Big eyes, chubby cheeks, button nose, soft skin, infectious laugh and a captivating smell! While our hearts have already melted with the description, it is almost impossible to point out what exactly draws our attention to these cute cotton balls.

Washington DC: Big eyes, chubby cheeks, button nose, soft skin, infectious laugh and a captivating smell! While our hearts have already melted with the description, it is almost impossible to point out what exactly draws our attention to these cute cotton balls.

However, we have an answer now!

According to a research led by Oxford University, the cuteness of a baby is designed to appeal to all our senses.

They explain that all these characteristics contribute to 'cuteness' and trigger our care giving behaviours, which is vital because infants need our constant attention to survive and thrive.
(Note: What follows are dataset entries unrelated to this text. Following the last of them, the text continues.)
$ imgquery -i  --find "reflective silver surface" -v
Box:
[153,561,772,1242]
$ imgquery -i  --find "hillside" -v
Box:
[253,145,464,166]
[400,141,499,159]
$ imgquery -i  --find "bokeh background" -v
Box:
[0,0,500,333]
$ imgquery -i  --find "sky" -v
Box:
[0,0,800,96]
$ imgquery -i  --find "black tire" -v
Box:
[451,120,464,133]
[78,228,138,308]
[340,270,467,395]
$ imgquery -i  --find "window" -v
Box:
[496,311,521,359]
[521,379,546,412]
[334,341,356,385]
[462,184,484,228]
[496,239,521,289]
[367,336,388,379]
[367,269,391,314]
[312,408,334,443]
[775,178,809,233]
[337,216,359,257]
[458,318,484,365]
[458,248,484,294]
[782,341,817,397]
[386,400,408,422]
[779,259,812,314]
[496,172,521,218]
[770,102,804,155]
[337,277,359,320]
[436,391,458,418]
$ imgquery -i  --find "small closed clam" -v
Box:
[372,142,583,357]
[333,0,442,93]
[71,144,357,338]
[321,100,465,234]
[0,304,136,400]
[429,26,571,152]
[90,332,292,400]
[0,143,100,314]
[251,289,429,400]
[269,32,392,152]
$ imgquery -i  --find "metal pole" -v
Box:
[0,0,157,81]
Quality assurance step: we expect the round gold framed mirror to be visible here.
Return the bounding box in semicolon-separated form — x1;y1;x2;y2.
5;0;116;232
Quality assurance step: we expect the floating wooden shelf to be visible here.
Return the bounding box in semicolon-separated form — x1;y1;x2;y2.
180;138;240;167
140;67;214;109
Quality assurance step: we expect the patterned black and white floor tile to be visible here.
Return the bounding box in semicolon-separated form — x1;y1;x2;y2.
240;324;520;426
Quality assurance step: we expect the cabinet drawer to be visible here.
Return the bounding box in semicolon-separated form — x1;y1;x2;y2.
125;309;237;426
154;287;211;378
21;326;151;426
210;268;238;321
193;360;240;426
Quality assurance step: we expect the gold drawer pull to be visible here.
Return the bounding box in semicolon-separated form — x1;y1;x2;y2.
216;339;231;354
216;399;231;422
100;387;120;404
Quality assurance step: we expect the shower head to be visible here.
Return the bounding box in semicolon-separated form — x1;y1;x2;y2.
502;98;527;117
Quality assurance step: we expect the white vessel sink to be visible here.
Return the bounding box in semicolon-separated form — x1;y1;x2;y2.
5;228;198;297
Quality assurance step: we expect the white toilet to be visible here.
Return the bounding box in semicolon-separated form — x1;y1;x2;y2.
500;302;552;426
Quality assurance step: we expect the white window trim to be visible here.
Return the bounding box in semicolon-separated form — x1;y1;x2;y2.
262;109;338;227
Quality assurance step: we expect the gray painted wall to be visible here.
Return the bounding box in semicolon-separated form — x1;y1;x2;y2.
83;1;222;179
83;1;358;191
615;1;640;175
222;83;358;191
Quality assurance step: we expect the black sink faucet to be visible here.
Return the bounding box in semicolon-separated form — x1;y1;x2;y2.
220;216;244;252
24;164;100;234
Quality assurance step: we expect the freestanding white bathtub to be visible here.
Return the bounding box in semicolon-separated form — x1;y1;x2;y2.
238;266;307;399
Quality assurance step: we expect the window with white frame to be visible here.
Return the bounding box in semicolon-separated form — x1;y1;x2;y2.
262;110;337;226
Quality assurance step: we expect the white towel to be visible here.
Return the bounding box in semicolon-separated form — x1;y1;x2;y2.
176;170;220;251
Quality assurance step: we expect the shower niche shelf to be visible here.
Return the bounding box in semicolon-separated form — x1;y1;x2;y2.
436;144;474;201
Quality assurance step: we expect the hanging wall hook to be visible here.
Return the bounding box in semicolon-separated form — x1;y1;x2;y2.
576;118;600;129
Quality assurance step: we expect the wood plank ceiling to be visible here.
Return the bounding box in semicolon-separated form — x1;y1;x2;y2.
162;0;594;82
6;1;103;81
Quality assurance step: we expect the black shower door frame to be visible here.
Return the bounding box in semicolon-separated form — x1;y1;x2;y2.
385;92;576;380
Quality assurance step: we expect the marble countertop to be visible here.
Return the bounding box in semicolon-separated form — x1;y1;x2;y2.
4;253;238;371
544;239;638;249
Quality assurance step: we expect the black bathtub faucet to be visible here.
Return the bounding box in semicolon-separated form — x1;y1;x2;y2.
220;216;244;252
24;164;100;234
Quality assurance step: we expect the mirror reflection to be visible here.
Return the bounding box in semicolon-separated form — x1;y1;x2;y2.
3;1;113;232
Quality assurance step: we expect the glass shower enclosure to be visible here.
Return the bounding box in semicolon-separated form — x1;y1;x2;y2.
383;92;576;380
Morten Kringelbach, who led the work at the University of Oxford together with Eloise Stark, Catherine Alexander, Professor Marc Bornstein and Professor Alan Stein, said: "Infants attract us through all our senses, which helps make cuteness one of the most basic and powerful forces shaping our behaviour."

Reviewing the emerging literature on how cute infants and animals affect the brain, the Oxford University team found cuteness supports key parental capacities by igniting fast privileged neural activity followed by slower processing in large brain networks, which also involved in play, empathy, and perhaps even higher-order moral emotions.

The data shows that definitions of cuteness should not be limited just to visual features, but also include positive infant sounds and smells. From an evolutionary standpoint, cuteness is a very potent protective mechanism that ensures survival for otherwise completely dependent infants.

Kringelbach said ,"This might be a fundamental response present in everyone, regardless of parental status or gender, and we are currently conducting the first long-term study of what happens to brain responses when we become parents."

The study shows cuteness affects both men and women, even those without children.

The research has been published in Trends in Cognitive Sciences.